The table shows the drag coefficient cD of a sphere as a function of Reynolds number Re. Find cD at Re = 5, 50, 500, 5000. Hint: use log–log scale.

Re 0.2 2 20 200 2000 20000
cD 103 13.9 2.72 0.800 0.401 0.433

I don't understand how to "use log-log scale" to solve this problem. I tried the below codes but I don't know whether it is correct or not. How can I use the log-log scale here?
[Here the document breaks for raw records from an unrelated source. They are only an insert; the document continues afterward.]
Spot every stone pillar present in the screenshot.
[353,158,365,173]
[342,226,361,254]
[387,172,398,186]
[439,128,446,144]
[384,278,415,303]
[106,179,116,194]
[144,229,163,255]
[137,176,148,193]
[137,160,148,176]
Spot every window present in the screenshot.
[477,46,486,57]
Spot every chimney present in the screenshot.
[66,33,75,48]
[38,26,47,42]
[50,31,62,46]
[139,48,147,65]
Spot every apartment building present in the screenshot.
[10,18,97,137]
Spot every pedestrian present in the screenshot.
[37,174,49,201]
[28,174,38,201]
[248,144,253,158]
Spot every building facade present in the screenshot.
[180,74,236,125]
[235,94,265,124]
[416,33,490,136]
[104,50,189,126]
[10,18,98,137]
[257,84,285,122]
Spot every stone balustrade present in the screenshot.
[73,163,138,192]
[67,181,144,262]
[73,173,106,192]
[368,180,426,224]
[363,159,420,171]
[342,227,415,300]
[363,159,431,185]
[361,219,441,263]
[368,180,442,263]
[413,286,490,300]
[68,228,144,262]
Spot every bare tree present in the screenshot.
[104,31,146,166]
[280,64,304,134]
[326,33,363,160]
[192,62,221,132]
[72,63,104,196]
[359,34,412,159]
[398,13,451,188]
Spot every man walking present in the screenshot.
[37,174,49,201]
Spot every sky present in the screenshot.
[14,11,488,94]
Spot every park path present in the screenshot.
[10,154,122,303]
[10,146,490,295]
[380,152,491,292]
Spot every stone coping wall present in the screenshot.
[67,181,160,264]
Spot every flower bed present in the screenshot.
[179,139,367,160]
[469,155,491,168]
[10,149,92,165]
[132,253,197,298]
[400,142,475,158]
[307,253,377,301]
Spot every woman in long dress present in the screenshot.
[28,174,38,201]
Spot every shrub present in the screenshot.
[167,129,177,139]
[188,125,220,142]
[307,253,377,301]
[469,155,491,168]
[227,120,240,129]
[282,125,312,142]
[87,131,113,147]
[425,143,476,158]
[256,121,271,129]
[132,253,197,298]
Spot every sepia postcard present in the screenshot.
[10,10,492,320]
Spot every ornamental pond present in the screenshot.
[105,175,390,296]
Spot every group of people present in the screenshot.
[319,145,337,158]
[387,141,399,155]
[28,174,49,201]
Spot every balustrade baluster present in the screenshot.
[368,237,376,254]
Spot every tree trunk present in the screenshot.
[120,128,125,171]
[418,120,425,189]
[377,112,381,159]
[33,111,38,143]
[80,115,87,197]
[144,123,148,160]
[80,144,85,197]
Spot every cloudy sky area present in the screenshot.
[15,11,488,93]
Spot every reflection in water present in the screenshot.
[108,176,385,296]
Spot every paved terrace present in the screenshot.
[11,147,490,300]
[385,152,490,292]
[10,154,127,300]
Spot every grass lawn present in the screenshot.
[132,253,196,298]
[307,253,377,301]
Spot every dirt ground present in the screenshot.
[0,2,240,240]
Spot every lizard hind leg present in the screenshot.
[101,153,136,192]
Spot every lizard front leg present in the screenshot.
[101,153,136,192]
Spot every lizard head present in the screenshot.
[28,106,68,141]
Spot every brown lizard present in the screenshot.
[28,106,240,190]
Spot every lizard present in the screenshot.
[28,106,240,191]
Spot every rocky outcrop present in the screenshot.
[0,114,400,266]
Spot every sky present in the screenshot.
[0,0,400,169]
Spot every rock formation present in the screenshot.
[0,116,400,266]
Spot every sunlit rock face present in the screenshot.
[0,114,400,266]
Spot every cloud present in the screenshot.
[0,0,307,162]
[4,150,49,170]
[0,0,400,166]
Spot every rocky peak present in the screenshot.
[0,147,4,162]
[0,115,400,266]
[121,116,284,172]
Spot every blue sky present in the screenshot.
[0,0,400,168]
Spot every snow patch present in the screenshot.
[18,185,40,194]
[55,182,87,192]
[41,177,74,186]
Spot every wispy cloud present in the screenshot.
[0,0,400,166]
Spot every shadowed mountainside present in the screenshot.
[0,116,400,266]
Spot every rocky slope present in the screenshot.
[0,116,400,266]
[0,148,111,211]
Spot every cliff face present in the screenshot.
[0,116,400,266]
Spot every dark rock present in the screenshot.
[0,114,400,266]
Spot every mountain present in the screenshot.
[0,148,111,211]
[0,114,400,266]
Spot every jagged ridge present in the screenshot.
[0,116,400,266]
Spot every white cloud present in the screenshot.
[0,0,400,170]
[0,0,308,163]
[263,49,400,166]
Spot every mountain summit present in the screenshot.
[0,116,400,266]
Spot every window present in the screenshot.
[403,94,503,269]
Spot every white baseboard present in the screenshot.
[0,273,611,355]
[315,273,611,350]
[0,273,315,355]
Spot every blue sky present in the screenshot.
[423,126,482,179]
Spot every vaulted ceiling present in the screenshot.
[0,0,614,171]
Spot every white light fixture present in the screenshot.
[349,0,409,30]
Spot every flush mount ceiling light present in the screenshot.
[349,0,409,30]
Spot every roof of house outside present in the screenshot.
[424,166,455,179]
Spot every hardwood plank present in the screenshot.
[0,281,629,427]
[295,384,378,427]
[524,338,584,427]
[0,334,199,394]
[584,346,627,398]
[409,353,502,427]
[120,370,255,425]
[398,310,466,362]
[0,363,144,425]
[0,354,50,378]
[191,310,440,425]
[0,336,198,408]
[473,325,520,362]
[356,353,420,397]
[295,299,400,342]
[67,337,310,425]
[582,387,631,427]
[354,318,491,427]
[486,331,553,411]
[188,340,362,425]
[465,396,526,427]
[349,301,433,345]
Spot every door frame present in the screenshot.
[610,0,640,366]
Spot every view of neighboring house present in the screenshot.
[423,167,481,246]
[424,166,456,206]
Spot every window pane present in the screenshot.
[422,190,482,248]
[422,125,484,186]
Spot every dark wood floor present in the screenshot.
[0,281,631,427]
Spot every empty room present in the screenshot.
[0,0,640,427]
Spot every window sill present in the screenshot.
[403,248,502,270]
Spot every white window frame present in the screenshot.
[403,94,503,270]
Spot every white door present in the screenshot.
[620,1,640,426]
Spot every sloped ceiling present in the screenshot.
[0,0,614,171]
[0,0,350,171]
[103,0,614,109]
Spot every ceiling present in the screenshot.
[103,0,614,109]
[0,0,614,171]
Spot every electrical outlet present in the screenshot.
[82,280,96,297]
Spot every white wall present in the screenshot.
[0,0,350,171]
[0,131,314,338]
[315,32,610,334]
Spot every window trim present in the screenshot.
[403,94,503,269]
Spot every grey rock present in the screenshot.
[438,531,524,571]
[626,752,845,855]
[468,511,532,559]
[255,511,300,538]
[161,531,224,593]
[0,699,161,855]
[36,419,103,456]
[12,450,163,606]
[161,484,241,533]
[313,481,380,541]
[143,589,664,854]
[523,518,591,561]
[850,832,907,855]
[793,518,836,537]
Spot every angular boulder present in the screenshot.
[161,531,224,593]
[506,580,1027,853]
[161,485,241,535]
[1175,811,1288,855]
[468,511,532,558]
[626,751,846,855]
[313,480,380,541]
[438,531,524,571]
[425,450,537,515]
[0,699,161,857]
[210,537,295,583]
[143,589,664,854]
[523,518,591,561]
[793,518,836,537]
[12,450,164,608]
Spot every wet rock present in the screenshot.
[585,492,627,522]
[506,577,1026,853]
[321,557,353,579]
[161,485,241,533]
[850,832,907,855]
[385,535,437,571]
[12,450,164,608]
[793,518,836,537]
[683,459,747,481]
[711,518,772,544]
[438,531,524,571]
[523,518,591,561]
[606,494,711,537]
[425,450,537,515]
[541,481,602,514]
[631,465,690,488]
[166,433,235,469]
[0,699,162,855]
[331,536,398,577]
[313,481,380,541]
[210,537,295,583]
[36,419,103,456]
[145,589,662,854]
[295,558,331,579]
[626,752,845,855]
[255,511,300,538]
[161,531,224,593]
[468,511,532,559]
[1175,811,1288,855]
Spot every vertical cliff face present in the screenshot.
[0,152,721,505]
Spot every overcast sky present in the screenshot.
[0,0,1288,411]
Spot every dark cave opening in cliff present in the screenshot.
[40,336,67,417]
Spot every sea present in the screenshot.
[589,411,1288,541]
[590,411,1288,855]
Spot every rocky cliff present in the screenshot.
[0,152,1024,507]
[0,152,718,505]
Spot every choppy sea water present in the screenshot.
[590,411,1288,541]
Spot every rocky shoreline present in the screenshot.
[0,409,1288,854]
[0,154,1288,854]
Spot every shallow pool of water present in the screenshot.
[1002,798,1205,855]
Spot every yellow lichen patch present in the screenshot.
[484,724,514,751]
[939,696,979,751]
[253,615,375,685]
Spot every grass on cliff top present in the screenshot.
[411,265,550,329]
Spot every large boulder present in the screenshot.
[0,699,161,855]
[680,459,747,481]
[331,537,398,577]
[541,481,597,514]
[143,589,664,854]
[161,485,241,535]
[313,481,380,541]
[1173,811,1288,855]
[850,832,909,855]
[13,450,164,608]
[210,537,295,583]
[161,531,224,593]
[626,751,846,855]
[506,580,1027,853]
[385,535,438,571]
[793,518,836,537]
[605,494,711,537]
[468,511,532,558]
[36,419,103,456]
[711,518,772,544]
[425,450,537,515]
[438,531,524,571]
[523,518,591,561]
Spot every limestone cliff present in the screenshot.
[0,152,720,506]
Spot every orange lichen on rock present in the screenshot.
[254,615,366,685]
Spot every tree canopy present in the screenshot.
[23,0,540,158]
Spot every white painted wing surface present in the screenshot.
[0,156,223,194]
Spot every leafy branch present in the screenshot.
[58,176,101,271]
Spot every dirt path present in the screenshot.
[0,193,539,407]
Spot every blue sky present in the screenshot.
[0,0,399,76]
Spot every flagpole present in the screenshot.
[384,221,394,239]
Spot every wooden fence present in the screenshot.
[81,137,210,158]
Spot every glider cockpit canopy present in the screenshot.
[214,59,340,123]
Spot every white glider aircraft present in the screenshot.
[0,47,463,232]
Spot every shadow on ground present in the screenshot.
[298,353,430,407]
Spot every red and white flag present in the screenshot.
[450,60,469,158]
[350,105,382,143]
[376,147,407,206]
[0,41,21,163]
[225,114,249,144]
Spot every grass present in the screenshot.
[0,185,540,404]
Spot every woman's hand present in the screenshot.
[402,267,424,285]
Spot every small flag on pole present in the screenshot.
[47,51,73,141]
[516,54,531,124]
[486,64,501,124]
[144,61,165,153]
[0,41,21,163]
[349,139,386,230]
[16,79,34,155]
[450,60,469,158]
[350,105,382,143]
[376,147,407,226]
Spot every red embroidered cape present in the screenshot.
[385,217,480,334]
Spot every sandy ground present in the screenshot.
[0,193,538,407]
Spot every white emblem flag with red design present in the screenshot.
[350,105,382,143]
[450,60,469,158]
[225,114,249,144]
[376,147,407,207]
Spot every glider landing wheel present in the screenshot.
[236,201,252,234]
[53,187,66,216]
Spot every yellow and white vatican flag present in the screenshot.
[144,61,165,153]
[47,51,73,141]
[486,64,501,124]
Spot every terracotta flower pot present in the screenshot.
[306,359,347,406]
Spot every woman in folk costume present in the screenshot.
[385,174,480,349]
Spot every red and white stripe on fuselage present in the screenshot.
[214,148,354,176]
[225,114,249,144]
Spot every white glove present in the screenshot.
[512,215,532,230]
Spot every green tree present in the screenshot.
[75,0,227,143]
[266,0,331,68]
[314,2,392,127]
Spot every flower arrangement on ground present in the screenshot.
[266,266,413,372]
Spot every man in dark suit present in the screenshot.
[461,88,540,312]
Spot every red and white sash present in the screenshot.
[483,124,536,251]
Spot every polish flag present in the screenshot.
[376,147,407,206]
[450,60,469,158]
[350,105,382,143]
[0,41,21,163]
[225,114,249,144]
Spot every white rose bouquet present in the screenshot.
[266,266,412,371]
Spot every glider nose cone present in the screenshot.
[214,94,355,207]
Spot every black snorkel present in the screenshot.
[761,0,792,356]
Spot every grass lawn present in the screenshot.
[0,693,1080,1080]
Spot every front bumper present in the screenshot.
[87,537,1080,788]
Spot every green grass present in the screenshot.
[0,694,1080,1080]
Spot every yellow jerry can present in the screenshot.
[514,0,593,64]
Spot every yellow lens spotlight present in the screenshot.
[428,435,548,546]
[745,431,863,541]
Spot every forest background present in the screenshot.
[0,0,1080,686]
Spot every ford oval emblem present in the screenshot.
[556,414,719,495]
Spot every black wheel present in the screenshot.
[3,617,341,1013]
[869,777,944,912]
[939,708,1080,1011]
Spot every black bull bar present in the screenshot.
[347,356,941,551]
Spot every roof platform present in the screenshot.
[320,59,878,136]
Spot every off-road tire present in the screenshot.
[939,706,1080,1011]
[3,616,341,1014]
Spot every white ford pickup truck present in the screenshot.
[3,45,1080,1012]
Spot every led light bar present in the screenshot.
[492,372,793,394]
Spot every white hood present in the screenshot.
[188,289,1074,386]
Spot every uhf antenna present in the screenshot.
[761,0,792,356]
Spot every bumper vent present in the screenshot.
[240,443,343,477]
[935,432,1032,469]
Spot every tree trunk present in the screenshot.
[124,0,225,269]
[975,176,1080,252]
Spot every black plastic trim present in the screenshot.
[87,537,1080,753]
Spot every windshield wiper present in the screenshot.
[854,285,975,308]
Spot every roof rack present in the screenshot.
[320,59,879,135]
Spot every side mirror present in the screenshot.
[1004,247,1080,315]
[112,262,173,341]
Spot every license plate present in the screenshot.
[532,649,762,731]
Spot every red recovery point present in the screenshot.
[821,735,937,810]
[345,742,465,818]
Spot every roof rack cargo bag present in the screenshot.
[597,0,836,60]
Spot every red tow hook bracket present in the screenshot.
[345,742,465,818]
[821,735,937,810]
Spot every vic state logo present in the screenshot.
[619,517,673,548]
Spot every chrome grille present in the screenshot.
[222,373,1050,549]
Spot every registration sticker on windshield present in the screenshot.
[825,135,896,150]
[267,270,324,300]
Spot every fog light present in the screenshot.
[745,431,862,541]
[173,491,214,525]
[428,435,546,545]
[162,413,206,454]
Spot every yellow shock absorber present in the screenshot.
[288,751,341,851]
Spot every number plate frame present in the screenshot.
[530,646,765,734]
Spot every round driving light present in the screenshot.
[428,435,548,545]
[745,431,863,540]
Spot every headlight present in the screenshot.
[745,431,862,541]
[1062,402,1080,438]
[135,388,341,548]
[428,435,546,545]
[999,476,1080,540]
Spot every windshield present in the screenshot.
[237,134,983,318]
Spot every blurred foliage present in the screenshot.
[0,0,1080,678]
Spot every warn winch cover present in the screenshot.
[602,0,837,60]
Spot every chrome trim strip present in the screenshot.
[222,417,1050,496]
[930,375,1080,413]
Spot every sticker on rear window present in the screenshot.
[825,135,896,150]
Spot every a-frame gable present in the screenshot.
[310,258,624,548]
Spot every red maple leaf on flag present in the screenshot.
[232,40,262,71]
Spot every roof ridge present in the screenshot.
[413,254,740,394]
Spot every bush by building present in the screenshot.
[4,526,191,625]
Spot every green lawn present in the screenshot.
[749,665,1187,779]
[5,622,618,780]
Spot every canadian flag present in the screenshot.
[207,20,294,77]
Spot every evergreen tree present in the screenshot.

you can find original of question below link

https://d2vlcm61l7u1fs.cloudfront.net/media%2Faef%2Faef9a122-1a83-423d-9258-66fac0cac8e4%2FphpCF4Vwd.png

r = [0.2, 2, 20 ,200, 2000 ,20000];
c = [103, 13.9, 2.72 ,0.800 ,0.401 ,0.433];
rI = [5,50,500,5000];
cI = spline (r,c, rI);
Solution

  • What you need to do for this question, is to compute the logarithm of your X and Y values and only then perform interpolation. If you look at the drag coefficient of a sphere,

    Cd vs Re

    you'll see that this chart (and other similar charts) is plotted using logarithmic scales. Note that the red curve is quite smooth and well-behaved with the exception of the transition point around 3E5, where flow separation occurs.

    To solve your assignment, you need to perform interpolation "using the red curve", that is, in a logarithmic domain. The reason for doing this is because the spans of the X and Y values are very large, and a polynomial or a spline over the original domain would not capture the behavior correctly. Practically - 

    r = [0.2, 2, 20 ,200, 2000 ,20000];
c = [103, 13.9, 2.72 ,0.800 ,0.401 ,0.433];
rI = [5,50,500,5000];
cI = exp( spline( log(r), log(c), log(rI)) ); % interpolation is performed for log(y) vs log(x)
%{
cI =
    6.9390    1.5843    0.5636    0.3717
%}

    The correctness of these results can be validated manually using the chart.